Mark Curry broke down in tears while sharing a story about his last moments with another former Bad Boy artist, Black Rob. The “Whoa!” rapper died of kidney failure at 51.
Black Rob — whose real name was Robert Ross — died in Atlanta on April 17, 2021, and Curry said he was with his friend when he passed away.
In an exclusive interview with “The Culture Club Uncensored” on April 9, the 52-year-old recalled the never-heard-before story about his final days with Black Rob.
“I was holding his hand,” Curry said host Osei The Dark Secret. “He died holding my hand.”
The “Bad Boy for Life” artist continued by saying Ross’ caretaker called him the day before he passed and asked Curry to stop by. Ross was having dialysis treatments and was staying in a hotel after a recent hospital stay, and he’d fallen just before Curry’s arrival the next morning.
“He said ‘Curry, I just fell.’ He said, ‘I just fell. I was over there standing up and I just fell.’ He was like, ‘Yo, I can’t feel my legs’,” recalled the artist. “He was like, ‘I can’t feel my legs, Curry.’ I said, ‘Yo, uh, we going to have to get you to a hospital.’ He was like, ‘I can’t feel my legs.'”
He said Black Rob cried out, “I need my legs.’ So I said ‘OK, well we going to get you to the hospital.”
“He said, ‘I don’t want to go to the hospital. Don’t take me to the hospital.’ He said, ‘No, don’t take me there.’ I said, Why?’ He said, ‘Because if you take me there, they going to not give me back.'”
Curry claimed that Ross had missed a lot of dialysis treatments, and the hospital would want to keep him because of it. He also said that Ross didn’t want to be seen in a wheelchair and when they got to the hospital, he refused to go inside. Curry tried to take his friend to another hospital, but after Ross refused to go inside that one as well.
Curry then took Rob to a Juice bar and while he was inside, the caregiver rushed in to get him.

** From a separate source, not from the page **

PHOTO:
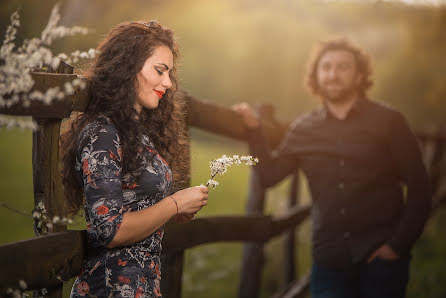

“She said, ‘Mark come outside right now.’ I walked outside, he in the car like, ‘What? What’s wrong with her? What? She tripping. What’s, what’s wrong?’ I said ‘Yo, you all right?’… He was foaming at the mouth and … real watery at his nose, and so I’m holding his hand in the car window and then he’s like, ‘Yo, what’s wrong with her?'”
When Curry felt Ross’ hand get heavy and then drop, he said, “Oh my God. No, you did not just do this to me.” They rushed to the emergency room as he held his friend up from the back seat while the caretaker frantically drove the vehicle.
“We get to the hospital, I run into the hospital. I said, ‘My friend is outside. I think he’s dying.’ They came outside, took him in, put him on the — on the machine,” Curry continued.
“They came back to me after a while, and they said, ‘Who, who is he here with?’ I said, ‘He’s here with me.’ They said, um, ‘I’m afraid to tell you, but your friend has passed,’ and he said, ‘If you want, I can take you in and show you where we’re trying.'”
Curry added that they took him back to the room where the medical staff was trying to save Ross.
“They had Black Rob on the table, and they kept hitting that heart thing on them. It was, ‘pow pow,’ and they said, ‘We’re trying one more time.’ … And he said, ‘I’m sorry, he’s passed,’ he said, ‘But, when a person dies, the last thing they that they lose is their hearing and their memory.'”
Curry said that the doctor told him that Ross could still hear him talk in his final moment so he told him. “I said, said, ‘I love you man.’ Let me get that right. I said, ‘I love you.’ I said, ‘See you in another life.'”
Ross was an artist on Bad Boy Records, the label owned by Sean Puff Daddy Combs — now known as Diddy — whom Curry called after Ross’ untimely death.
“He said, uh, ‘Mark, we not going to let this moment be about me and you. We gonna let it be about Rob. What do I need to do?’ I said, ‘Puff, you’re gonna have to get his kids or somebody out here to come claim his body, ’cause they’re asking, somebody got to come claim him.’ So he said, ‘What do I do.’ I said, um, ‘Get, fly his son out here.’ He said, ‘Tell his son to call my office.'”
“I said, ‘We gonna have to bury Rob,’” Curry continued. “And he helped. That was a moment that I saw a change in Puff, and I was like, ‘Wow at least he he has some empathy. He does have some — able to show some compassion towards other people.'”
Diddy and Curry have been feuding for several years, and the former Bad Boy artist dragged Diddy after he announced he was giving his artists back their publishing rights.